Giffords Law Center to Prevent Gun Violence, which generally favors firearms restrictions, hasn't taken a position on the bill.

The center's state policy director, attorney Ari Freilich, said it “would essentially bring more enforcement oversight to some specific criminal laws in California."

"It's not something that’s really been tried before," Freilich said.

He wouldn't predict if it would be effective, but said the proposal has some "potential challenges." Among them is encouraging civil actions to punish crimes, and establishing "a bounty" to be collected by those who haven't been directly harmed.

His organization is backing other bills, including one that would make it easier for people to sue gun companies for liability in shootings that cause injuries or death. Two other bills also target firearm parts and guns without serial numbers, and those made with 3D printers.

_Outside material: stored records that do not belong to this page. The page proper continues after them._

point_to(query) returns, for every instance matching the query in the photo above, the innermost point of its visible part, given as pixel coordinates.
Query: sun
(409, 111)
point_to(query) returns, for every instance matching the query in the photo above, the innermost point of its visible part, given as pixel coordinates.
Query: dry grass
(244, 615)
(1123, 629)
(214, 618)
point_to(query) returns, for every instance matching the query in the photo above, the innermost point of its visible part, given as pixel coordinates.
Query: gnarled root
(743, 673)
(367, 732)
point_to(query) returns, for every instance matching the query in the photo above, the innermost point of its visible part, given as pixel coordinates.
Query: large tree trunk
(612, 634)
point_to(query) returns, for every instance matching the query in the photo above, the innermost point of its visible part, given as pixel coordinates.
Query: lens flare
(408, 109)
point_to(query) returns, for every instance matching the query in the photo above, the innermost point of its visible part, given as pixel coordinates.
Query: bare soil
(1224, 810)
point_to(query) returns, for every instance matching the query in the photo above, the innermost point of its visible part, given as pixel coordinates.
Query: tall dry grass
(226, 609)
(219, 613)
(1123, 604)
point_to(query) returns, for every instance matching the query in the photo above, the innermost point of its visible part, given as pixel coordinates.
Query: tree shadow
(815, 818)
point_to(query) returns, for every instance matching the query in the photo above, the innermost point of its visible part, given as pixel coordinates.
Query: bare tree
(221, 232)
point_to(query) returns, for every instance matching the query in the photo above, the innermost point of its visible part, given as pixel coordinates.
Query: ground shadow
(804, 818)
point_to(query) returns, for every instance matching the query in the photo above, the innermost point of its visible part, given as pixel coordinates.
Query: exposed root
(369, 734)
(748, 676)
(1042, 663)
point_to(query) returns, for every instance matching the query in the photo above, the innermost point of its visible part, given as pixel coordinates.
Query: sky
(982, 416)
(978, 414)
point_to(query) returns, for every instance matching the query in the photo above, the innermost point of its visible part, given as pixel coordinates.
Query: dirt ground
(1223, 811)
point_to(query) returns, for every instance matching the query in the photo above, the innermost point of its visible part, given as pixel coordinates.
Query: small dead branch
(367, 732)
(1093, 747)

Legislative analysts also raised concerns, including that California's bill might be seen as legitimizing Texas' approach.

Much like the Texas law, the analysts said Hertzberg's legislation is written so broadly that it might ensnare, for instance, “a taxi driver that takes a person to a gun shop,” though Hertzberg said that is not the intent.

Parts use to make weapons are not themselves illegal, but a California law taking effect July 1 will require that they be sold only through licensed firearms dealers.

Sen. Tom Umberg, chairman of the Senate Judiciary Committee and a Democrat like Hertzberg and Newsom, said he expects Hertzberg's bill to clear his committee "in order to continue the conversation about the absurdity of the Texas law.”

Umberg said he supports Hertzberg's goal, though he recognizes that "the enforcement mechanism is susceptible to challenge."

The bill would then have to clear two other committees before getting a full Senate vote. It would also have to pass the Assembly before going to Newsom.

Hertzberg said he thinks his bill could also help root out dangerous domestic abusers like David Mora. Investigators said Mora used a homemade semiautomatic rifle-style weapon with an illegal 30-round ammunition magazine to kill his daughters at a Sacramento church Feb. 28 despite a restraining order barring him from possessing weapons.

"I think this will have bigger teeth, sharper teeth than a court order," Hertzberg said. "This goes to somebody’s bank account. You win this case, you seize their bank account. Their world changes."